Family, community bonds
Only 3 percent of family-run businesses ever make it to the fourth generation, according to the Family Business Institute.
"The important thing for community banks is the presence of a family member that wants to continue to be in the business, so the bank isn't sold," David Bochnowski said. "That's just the history of how it goes. We're very fortunate that Ben has shown a real fire in the belly to make this bank continue to work on behalf of the community."
Peoples Bank has extended billions of dollars worth of credit to the community over the years, getting people in homes and helping put them to work at small businesses. Relationships with local merchants stretch back generations.
Around the late 1950s or early 1960s, a simpler time when the banking industry was less heavily regulated, second-generation CEO Ben Bochnowski bumped into a small business owner who told him he needed a $5,000 loan to buy inventory at a good price. Ben had worked with him before and trusted the business owner enough to drop off the money later that Friday night, telling him he could come in Monday morning to fill out the paperwork.
"It would be illegal today, but he knew the customer had a solid character and a history of performance," David Bochnowski said. "They both knew each other, so who was going to cheat who?"

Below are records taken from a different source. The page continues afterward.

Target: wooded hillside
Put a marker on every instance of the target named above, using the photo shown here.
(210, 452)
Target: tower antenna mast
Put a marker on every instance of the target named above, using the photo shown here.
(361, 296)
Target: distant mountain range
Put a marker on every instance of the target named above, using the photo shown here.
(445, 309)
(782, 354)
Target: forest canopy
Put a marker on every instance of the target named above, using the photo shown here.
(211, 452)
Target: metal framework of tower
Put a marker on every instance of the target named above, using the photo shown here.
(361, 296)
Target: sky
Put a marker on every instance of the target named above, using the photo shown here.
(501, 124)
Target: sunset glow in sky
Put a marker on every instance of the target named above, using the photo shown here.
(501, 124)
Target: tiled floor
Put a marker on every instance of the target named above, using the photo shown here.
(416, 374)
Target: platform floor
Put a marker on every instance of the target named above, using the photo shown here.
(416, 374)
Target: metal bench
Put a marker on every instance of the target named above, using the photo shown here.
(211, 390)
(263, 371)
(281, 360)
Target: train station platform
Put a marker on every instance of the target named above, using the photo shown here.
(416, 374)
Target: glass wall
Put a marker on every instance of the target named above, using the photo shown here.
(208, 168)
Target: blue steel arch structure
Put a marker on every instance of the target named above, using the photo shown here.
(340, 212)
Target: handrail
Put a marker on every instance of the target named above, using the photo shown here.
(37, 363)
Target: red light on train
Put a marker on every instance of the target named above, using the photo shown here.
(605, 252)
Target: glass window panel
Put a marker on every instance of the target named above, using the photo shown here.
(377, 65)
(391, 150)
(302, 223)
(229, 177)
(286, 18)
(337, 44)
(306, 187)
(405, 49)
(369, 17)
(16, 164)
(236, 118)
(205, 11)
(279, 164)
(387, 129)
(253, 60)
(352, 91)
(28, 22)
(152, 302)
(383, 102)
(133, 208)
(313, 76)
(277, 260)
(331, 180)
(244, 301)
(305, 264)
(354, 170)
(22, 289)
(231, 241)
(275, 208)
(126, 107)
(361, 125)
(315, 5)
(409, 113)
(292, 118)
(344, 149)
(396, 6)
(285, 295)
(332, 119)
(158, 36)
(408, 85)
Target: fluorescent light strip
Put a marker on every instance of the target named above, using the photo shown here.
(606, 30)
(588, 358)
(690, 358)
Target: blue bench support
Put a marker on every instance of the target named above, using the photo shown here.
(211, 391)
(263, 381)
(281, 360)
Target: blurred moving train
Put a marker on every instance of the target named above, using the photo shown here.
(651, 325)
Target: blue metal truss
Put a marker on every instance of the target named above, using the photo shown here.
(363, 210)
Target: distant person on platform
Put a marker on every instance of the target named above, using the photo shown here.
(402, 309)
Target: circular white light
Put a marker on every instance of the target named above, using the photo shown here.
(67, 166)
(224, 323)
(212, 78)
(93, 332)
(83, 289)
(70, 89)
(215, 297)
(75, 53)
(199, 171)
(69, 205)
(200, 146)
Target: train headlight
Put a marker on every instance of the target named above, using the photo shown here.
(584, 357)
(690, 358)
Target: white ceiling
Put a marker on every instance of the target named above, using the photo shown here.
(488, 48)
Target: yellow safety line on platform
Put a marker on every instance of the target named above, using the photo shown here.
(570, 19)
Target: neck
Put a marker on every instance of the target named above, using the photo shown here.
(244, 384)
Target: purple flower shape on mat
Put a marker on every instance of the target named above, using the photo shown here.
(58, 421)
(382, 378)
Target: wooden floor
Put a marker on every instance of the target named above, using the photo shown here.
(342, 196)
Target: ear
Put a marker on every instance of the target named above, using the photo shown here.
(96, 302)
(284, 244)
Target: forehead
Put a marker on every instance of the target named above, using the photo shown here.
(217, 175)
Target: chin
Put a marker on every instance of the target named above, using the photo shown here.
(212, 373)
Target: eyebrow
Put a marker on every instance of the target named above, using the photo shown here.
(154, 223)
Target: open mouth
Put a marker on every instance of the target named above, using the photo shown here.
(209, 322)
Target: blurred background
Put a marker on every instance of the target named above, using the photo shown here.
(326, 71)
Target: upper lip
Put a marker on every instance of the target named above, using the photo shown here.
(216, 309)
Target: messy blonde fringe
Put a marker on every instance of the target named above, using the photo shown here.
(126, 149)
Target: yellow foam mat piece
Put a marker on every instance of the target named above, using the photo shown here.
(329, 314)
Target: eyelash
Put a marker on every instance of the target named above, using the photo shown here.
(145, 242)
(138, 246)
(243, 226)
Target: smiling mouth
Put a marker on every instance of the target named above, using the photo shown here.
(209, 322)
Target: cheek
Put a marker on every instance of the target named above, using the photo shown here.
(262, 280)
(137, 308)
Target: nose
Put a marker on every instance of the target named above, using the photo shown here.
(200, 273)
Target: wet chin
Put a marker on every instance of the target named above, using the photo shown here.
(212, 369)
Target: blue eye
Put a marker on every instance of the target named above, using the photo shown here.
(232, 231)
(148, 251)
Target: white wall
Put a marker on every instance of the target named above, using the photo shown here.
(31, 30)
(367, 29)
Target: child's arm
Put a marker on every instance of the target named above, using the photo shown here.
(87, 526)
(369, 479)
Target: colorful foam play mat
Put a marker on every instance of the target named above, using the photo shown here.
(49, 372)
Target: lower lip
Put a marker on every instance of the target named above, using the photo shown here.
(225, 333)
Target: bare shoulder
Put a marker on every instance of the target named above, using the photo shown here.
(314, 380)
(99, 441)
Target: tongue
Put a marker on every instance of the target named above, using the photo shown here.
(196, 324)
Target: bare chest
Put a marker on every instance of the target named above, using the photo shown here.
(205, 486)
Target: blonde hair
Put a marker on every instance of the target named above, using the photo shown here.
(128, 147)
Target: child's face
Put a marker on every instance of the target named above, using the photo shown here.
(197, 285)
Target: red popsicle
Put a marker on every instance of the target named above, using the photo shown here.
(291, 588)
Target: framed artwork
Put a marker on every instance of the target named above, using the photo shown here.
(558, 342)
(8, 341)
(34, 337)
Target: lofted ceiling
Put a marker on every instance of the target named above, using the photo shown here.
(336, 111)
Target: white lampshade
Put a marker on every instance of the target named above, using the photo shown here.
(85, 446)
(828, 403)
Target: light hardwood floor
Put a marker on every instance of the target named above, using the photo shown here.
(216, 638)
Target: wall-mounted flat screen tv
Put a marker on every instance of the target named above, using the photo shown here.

Community banks matter in an age of consolidations and mergers in the financial industry because they know their customers and know how to best help them meet their financial goals, he said. Community bankers see the people they do business with in church pews, grocery aisles and football field bleachers.
David Bochnowski has gotten called at home when an ATM is out of order.
His oldest son, Benjamin Bochnowski, spent much of his childhood at the bank. After school, he walked from Munster High School to the corporate office, where he did his homework in the boardroom. He went on to earn a degree from the University of Michigan, a masters degree from the internationally renowned ESADE Business School in Barcelona, Spain, and a leadership certificate from the Wharton School at the University of Pennsylvania.
He has had bank-wide responsibility in project management, strategic planning, enterprise risk management and credit quality since joining Peoples Bank in 2010. He is also surrounded by senior managers who collectively have more than 200 years of banking experience.
Benjamin Bochnowski said he is ready for challenges, such as changing consumer preferences and keeping Peoples Bank's mobile banking ahead of the technological curve.
At this point, there is no timeline for the transition.
Benjamin Bochnowski better understands the role he will be called on to fill, after seeking out his family heritage during a 2008 trip to the rural Polish village his great-grandfather hailed from.
"I wanted to understand where the family and bank had come from," he said. "I have to imagine it looked pretty similar to the way it looked in the 1890s with cows wandering the streets and wood barns."
The village – which is at the foot of the Carpathians – is so remote that he had to pay a man to borrow his car and find his way around unmarked roads to get there. Brzyska, in Jaslo County, has little more than a general store, but Benjamin Bochnowski managed to track down the church where his great-grandfather was baptized, as well as a family plot in the cemetery.
"I could see what he went through, and my place in the history," he said. "It's really the history of the immigrant in Northwest Indiana, and in America. You have this recent mythology of start-ups in garages, but immigrants before the early 1900s truly started with nothing and created all sorts of stuff after coming here for a better life."